Indonesian rescuers have recovered the remains of 54 people who died onboard a Trigana Air plane that crashed in Papua region on Sunday.
The head of the search and rescue agency said his team had found the aircraft completely destroyed and partially burnt.
The black box flight data recorder has also been found.
The plane came down on Sunday in dense forest in a mountainous area, close to its destination of Oksibil.
It was carrying 44 adult passengers, five children, and five crew members - all believed to be Indonesian.
The plane was also said to be carrying about 6.5 billion rupiah ($486,000; £300,000) in cash, which was due to be distributed to poor families in the area. Officials have not said whether this has been located.
Members of the rescue team - made up of about 100 police, military and civilians - began reaching the site on Tuesday morning.

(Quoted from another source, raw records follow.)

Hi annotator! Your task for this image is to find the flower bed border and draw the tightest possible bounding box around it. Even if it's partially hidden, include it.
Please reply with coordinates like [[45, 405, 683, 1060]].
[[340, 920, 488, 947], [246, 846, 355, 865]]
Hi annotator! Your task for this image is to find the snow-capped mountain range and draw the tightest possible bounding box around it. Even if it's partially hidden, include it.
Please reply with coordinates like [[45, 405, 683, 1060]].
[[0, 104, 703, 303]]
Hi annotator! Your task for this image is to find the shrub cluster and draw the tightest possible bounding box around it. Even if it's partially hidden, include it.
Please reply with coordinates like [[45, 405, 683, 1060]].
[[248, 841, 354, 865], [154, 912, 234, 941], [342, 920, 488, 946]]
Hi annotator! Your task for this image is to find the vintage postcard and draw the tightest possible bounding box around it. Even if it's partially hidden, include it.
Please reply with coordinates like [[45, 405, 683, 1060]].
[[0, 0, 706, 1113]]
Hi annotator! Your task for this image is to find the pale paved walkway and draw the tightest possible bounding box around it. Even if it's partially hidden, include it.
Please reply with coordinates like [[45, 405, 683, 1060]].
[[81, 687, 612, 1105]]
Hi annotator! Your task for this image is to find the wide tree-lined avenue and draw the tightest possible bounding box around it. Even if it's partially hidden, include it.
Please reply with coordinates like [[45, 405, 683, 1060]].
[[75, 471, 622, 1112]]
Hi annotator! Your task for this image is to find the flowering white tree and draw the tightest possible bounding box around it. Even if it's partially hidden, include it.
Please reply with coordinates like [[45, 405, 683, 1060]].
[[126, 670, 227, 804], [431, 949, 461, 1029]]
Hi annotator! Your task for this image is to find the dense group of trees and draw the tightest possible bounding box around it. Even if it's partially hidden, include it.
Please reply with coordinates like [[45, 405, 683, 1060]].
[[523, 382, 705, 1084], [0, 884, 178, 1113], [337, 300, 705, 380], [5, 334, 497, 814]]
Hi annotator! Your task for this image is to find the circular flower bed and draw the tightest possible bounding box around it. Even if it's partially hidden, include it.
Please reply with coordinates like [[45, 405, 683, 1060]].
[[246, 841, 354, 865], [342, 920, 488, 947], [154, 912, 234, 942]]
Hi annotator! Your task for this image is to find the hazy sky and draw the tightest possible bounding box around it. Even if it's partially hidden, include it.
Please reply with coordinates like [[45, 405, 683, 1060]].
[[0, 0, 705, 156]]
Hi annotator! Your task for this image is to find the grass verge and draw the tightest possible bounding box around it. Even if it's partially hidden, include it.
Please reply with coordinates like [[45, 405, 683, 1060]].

Bambang Soelistyo, head of Indonesia's search and rescue agency, told reporters: "The plane was totally destroyed and all the bodies were burned and difficult to identify."
Bad weather and difficult terrain at the crash site were hampering efforts to remove the bodies but they will eventually be taken to the provincial capital for identification.
Officials confirmed the black box had also been found. It contains data on the plane's operations and could yield clues as to the cause of the crash.
The ATR42-300 twin turboprop plane took off from Sentani airport in Jayapura at 14:21 local time on Sunday, but lost contact with air traffic controllers half an hour later.
Bad weather is believed to have been a possible reason for the crash. A search plane was forced to turn back on Sunday because of dangerous flying conditions.
Oksibil, which is about 280km (175 miles) south of Jayapura, is a remote, mountainous region, which is extremely difficult to navigate.
Trigana Air has had 14 serious incidents since it began operations in 1991, losing 10 aircraft in the process, according to the Aviation Safety Network.
It has been on a European Union blacklist of banned carriers since 2007. All but four of Indonesia's certified airlines are on the list.
Indonesia has suffered two major air disasters in the past year.
Last December, an AirAsia plane crashed in the Java Sea, killing all 192 people on board - and in July a military transport plane crashed in a residential area of Medan, Sumatra, claiming 140 lives.